Standard Error of Estimate (SEE)
Gauges the fit of the regression line. Smaller error = better fit.
= √(SSE/n-2)
Regression Sum of Squares (RSS)
Measures the variation in the dependent variable that is explained by the independent variable.
It is the sum of the squared vertical distances between the actual Y-values and the predicted Y-values.
Total Sum of Squares (SST)
Measures the total variation in the dependent variable. It is equal to the sum of the squared differences between the actual Y-values and the mean of Y.
Coefficient of Determination (R²)
The % of the total variation in the dependent variable explained by the independent variable.
= RSS/SST
= (SST - SSE)/SST
Total Variation (ANOVA)
= Explained variation (RSS) + Unexplained variation (SSE)
F-statistic
Assesses how well a set of independent variables, as a group, explains the variation in the dependent variable.
= (RSS/k) / (SSE/n-k-1)
where k = # of independent variables
P-value
The smallest level of significance for which the null hypothesis can be rejected.
An alternative method of doing hypothesis testing of the coefficients is to compare the p-value to the significance level.

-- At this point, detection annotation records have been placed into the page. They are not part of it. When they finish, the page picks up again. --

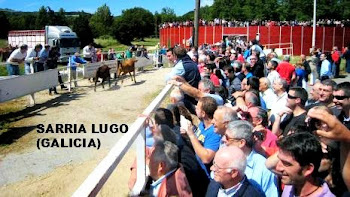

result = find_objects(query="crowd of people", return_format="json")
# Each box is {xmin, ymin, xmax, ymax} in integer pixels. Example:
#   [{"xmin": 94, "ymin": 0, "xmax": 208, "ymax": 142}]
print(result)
[
  {"xmin": 129, "ymin": 40, "xmax": 350, "ymax": 197},
  {"xmin": 159, "ymin": 18, "xmax": 350, "ymax": 28}
]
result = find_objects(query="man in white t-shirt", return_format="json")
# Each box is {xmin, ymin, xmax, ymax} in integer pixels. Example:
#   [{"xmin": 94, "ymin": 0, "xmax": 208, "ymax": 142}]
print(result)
[
  {"xmin": 83, "ymin": 43, "xmax": 95, "ymax": 62},
  {"xmin": 267, "ymin": 60, "xmax": 280, "ymax": 87},
  {"xmin": 6, "ymin": 44, "xmax": 28, "ymax": 76},
  {"xmin": 259, "ymin": 77, "xmax": 277, "ymax": 110}
]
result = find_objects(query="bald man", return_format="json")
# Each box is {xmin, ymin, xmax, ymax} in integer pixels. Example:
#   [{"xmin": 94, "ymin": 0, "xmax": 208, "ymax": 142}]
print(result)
[{"xmin": 206, "ymin": 146, "xmax": 263, "ymax": 197}]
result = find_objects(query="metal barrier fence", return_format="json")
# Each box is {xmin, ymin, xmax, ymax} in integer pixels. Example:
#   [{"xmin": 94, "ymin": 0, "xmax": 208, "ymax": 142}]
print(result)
[{"xmin": 73, "ymin": 85, "xmax": 173, "ymax": 197}]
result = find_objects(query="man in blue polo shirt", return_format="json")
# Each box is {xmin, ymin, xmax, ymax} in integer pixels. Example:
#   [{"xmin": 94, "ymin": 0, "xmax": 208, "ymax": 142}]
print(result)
[{"xmin": 182, "ymin": 97, "xmax": 221, "ymax": 178}]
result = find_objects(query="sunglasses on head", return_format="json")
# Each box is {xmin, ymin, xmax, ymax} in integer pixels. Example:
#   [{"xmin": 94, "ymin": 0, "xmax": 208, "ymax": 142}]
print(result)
[
  {"xmin": 334, "ymin": 96, "xmax": 349, "ymax": 100},
  {"xmin": 288, "ymin": 94, "xmax": 299, "ymax": 99}
]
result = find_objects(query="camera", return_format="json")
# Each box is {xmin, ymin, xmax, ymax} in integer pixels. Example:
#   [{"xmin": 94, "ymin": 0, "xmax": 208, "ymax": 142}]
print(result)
[{"xmin": 253, "ymin": 131, "xmax": 265, "ymax": 141}]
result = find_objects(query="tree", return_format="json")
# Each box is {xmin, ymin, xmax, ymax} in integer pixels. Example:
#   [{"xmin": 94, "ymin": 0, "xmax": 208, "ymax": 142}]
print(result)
[
  {"xmin": 72, "ymin": 12, "xmax": 94, "ymax": 47},
  {"xmin": 113, "ymin": 8, "xmax": 155, "ymax": 45},
  {"xmin": 0, "ymin": 12, "xmax": 10, "ymax": 38},
  {"xmin": 89, "ymin": 4, "xmax": 113, "ymax": 37}
]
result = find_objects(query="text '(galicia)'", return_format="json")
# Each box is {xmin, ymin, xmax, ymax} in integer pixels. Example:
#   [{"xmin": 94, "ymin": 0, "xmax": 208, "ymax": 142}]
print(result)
[{"xmin": 37, "ymin": 124, "xmax": 129, "ymax": 150}]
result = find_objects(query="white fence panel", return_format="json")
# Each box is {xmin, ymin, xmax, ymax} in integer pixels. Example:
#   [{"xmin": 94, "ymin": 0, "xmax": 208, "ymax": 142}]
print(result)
[
  {"xmin": 73, "ymin": 85, "xmax": 172, "ymax": 197},
  {"xmin": 0, "ymin": 69, "xmax": 58, "ymax": 102}
]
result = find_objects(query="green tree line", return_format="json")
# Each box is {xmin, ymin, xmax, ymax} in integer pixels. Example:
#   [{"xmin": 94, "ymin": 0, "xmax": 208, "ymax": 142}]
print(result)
[{"xmin": 0, "ymin": 0, "xmax": 350, "ymax": 46}]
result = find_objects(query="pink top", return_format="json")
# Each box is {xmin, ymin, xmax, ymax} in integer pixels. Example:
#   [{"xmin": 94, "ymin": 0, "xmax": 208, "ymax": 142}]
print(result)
[{"xmin": 261, "ymin": 129, "xmax": 278, "ymax": 148}]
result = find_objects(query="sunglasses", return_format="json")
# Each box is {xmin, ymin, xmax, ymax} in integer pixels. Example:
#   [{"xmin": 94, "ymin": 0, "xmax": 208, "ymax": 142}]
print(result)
[
  {"xmin": 288, "ymin": 94, "xmax": 299, "ymax": 99},
  {"xmin": 334, "ymin": 96, "xmax": 349, "ymax": 100}
]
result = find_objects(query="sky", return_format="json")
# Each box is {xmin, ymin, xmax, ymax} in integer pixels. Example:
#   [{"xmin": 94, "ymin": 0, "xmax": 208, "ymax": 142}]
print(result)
[{"xmin": 0, "ymin": 0, "xmax": 214, "ymax": 16}]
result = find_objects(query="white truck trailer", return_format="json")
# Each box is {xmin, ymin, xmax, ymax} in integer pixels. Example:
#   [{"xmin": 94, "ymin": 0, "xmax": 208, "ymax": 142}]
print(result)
[{"xmin": 8, "ymin": 26, "xmax": 80, "ymax": 62}]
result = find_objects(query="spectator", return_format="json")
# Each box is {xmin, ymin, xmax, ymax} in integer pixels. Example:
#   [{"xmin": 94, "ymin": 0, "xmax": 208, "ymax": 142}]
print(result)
[
  {"xmin": 276, "ymin": 132, "xmax": 334, "ymax": 197},
  {"xmin": 166, "ymin": 48, "xmax": 176, "ymax": 64},
  {"xmin": 333, "ymin": 82, "xmax": 350, "ymax": 129},
  {"xmin": 309, "ymin": 51, "xmax": 320, "ymax": 85},
  {"xmin": 332, "ymin": 46, "xmax": 341, "ymax": 78},
  {"xmin": 248, "ymin": 107, "xmax": 278, "ymax": 155},
  {"xmin": 300, "ymin": 54, "xmax": 311, "ymax": 82},
  {"xmin": 182, "ymin": 97, "xmax": 221, "ymax": 179},
  {"xmin": 343, "ymin": 44, "xmax": 350, "ymax": 73},
  {"xmin": 24, "ymin": 44, "xmax": 43, "ymax": 74},
  {"xmin": 39, "ymin": 44, "xmax": 50, "ymax": 72},
  {"xmin": 6, "ymin": 44, "xmax": 28, "ymax": 76},
  {"xmin": 170, "ymin": 76, "xmax": 224, "ymax": 105},
  {"xmin": 46, "ymin": 46, "xmax": 67, "ymax": 94},
  {"xmin": 204, "ymin": 64, "xmax": 221, "ymax": 87},
  {"xmin": 149, "ymin": 141, "xmax": 192, "ymax": 197},
  {"xmin": 276, "ymin": 55, "xmax": 296, "ymax": 85},
  {"xmin": 306, "ymin": 79, "xmax": 341, "ymax": 116},
  {"xmin": 267, "ymin": 60, "xmax": 280, "ymax": 84},
  {"xmin": 306, "ymin": 82, "xmax": 322, "ymax": 106},
  {"xmin": 320, "ymin": 53, "xmax": 332, "ymax": 81},
  {"xmin": 212, "ymin": 106, "xmax": 238, "ymax": 136},
  {"xmin": 250, "ymin": 53, "xmax": 264, "ymax": 78},
  {"xmin": 223, "ymin": 120, "xmax": 278, "ymax": 197},
  {"xmin": 295, "ymin": 63, "xmax": 307, "ymax": 88},
  {"xmin": 68, "ymin": 52, "xmax": 87, "ymax": 87},
  {"xmin": 272, "ymin": 87, "xmax": 307, "ymax": 136},
  {"xmin": 259, "ymin": 77, "xmax": 277, "ymax": 110},
  {"xmin": 83, "ymin": 43, "xmax": 95, "ymax": 62},
  {"xmin": 270, "ymin": 78, "xmax": 288, "ymax": 122},
  {"xmin": 206, "ymin": 146, "xmax": 264, "ymax": 197}
]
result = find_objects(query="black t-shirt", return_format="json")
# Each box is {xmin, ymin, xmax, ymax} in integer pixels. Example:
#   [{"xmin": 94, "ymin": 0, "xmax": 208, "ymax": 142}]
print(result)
[
  {"xmin": 337, "ymin": 111, "xmax": 350, "ymax": 130},
  {"xmin": 280, "ymin": 112, "xmax": 306, "ymax": 136}
]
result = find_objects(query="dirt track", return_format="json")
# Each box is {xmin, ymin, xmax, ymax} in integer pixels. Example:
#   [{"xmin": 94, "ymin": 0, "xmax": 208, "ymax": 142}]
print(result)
[{"xmin": 0, "ymin": 68, "xmax": 170, "ymax": 196}]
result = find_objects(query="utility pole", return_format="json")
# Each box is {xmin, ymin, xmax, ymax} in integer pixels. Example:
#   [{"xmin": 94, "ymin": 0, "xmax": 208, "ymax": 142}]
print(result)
[
  {"xmin": 312, "ymin": 0, "xmax": 316, "ymax": 48},
  {"xmin": 193, "ymin": 0, "xmax": 201, "ymax": 47}
]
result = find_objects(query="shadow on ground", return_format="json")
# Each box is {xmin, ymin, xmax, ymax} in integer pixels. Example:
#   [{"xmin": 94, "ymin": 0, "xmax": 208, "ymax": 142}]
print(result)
[{"xmin": 0, "ymin": 126, "xmax": 36, "ymax": 146}]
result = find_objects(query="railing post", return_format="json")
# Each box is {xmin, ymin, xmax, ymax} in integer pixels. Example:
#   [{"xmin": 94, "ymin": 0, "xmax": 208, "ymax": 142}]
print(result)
[
  {"xmin": 131, "ymin": 128, "xmax": 147, "ymax": 196},
  {"xmin": 67, "ymin": 57, "xmax": 72, "ymax": 92}
]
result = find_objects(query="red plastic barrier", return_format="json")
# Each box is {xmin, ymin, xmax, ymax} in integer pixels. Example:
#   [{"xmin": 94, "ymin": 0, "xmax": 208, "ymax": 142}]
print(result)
[
  {"xmin": 159, "ymin": 26, "xmax": 350, "ymax": 55},
  {"xmin": 302, "ymin": 27, "xmax": 312, "ymax": 55},
  {"xmin": 269, "ymin": 26, "xmax": 280, "ymax": 48}
]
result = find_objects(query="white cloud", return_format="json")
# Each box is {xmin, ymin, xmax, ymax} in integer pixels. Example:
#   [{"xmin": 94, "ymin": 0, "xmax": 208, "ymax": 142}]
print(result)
[{"xmin": 201, "ymin": 0, "xmax": 214, "ymax": 7}]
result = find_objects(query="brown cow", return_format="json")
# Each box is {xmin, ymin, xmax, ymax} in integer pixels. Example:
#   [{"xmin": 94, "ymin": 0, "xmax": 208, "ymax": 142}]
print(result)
[
  {"xmin": 94, "ymin": 65, "xmax": 111, "ymax": 92},
  {"xmin": 115, "ymin": 59, "xmax": 137, "ymax": 85}
]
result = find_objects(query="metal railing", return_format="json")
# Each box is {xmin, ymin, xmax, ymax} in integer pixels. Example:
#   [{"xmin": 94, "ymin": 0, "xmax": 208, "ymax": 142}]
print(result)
[{"xmin": 73, "ymin": 85, "xmax": 173, "ymax": 197}]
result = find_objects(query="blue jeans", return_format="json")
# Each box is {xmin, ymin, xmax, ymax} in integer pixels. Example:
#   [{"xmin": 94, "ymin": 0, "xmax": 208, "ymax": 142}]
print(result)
[{"xmin": 6, "ymin": 64, "xmax": 19, "ymax": 76}]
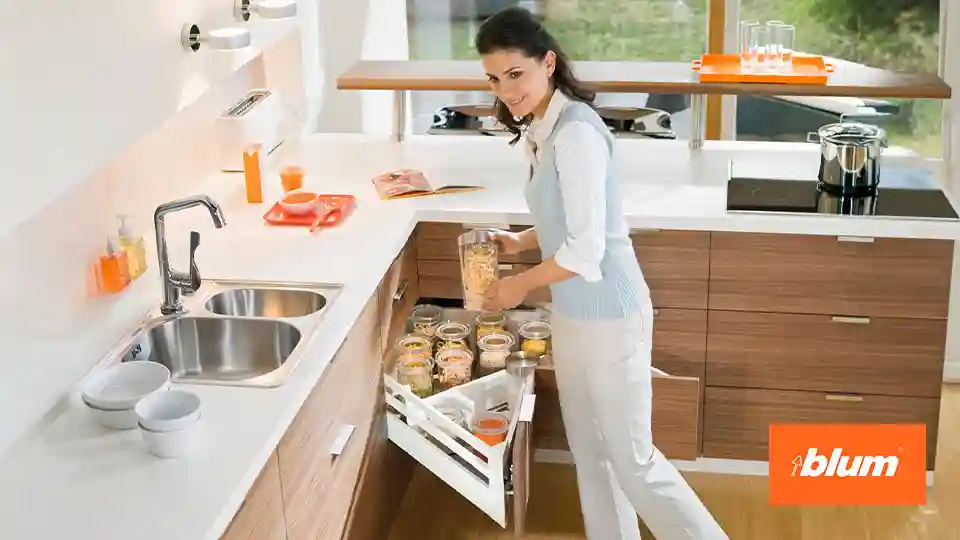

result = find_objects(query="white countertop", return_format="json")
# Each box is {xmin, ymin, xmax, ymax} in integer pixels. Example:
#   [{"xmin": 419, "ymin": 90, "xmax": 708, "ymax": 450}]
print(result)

If p-value is less than the significance level, the null hypothesis can be rejected.
Confidence Interval
Estimated regression coefficient +/- (critical t-value)(coefficient standard error)
Adjusted R²
Overcomes the problem of overestimating the impact of additional variables on the explanatory power of a regression model.
Dummy Variables
Independent variables that are binary in nature. They are often used to quantify the impact of qualitative events. They are assigned a value of 0 or 1.